Fintech’s impact in facilitating loans to black owned businesses is clear. But what about consumers? Well, there’s data on that too. A 2019 FDIC report says that fintech companies haven’t completely removed biases in consumer lending but there are some benefits:
“…Our findings with regard to the lower levels of discrimination of rejection rates in FinTech mortgage lending suggest that, in addition to the efficiency gains of these innovations, they may also serve to make the mortgage lending markets more accessible to African-American and Latinx borrowers.”
Essentially, while fintech companies don’t completely remove bias in consumer lending, the fact that it’s easier to apply for loans increases the competition and makes it easier for consumers to find the most affordable/cheapest loan available to them. And similar to other reports around lending discrimination, by removing the face-to-face aspect of lending, fintech companies remove a lot of the potential for racial bias too.
A lot of fintech companies were designed with this problem in mind—most of financial technology is focused on markets and audiences that are typically underserved by traditional financial institutions. And in America that usually means minorities.
There’s a huge structural problem, though. Black founders still account for a miniscule percentage of venture capital funding. Even more alarming is that after a record year, VC funding to black founders actually fell dramatically over the last year, according to Crunchbase:
This is fucked up on a lot of different levels: first, it’s a bit shameful for the industry considering there are so many new “diversity funds” rolling out. Both established funds and newer investors have been shilling their “diversity funds” or their minority focus, yet it looks like the data implies that things have gotten even worse. I wonder if championing diversity is a way to appease LP’s and make it easier to fundraise. LP’s probably eat that shit up, and there’s no repercussions if you don’t walk the walk, so to speak.
Secondly, the more fucked up aspect that really irks me is the fact that there’s a massive potential to help people, and that potential remains unmet. I tend to support founders that have a unique insight into a problem or market; usually that means living a life that’s a bit more untraditional than most. If black founders are finding it harder and harder to raise, then that implies that VC’s aren’t taking the appropriate amount of risk to solve these challenges. Tristan Walker really illuminated this for me—Walker & Co only focused on products for black people.
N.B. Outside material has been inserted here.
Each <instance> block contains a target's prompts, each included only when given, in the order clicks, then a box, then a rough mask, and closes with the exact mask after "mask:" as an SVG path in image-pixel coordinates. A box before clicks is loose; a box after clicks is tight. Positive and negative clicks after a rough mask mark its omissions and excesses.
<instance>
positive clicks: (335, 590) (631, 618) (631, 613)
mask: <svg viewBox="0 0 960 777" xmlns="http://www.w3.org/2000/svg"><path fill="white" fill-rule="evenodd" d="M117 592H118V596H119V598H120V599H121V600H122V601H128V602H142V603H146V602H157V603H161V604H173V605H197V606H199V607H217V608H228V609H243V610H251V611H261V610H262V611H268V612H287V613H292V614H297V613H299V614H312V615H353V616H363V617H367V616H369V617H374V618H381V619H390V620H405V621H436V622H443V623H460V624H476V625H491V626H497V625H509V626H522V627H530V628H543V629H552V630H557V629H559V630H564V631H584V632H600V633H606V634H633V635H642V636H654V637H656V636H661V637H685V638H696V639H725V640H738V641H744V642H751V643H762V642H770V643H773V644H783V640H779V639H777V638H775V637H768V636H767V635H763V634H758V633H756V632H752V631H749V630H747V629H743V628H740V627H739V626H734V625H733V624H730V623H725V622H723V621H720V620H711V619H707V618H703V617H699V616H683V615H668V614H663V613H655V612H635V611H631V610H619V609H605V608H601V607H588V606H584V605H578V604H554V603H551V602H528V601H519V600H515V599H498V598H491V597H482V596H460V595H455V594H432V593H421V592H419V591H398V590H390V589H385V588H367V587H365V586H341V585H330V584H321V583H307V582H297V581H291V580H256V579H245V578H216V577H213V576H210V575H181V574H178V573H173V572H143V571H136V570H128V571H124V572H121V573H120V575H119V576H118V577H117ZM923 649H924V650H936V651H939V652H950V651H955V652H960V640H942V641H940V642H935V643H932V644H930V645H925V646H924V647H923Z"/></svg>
The company sold to Proctor & Gamble for a reported $20-$40 million by mainly catering to a highly specific demographic.
Perhaps there are more similarities between applying for a loan and venture capital—both processes seem ripe for racial biases through a highly manual and face-to-face process. While VC’s like to say they’re altruistic and empowering a new generation of entrepreneurs, that generation tends to look a lot like themselves (read: Ivy League educated and white.)
There are A LOT of problems left to solve in finance, but a lot of them will take the right founder market fit. If VC’s aren’t backing different types of founders, with different life experiences and from different backgrounds, we’ll end up regurgitating solutions to the same problems and, at the end of the day, not living up to the potential impact technology can have on underserved communities.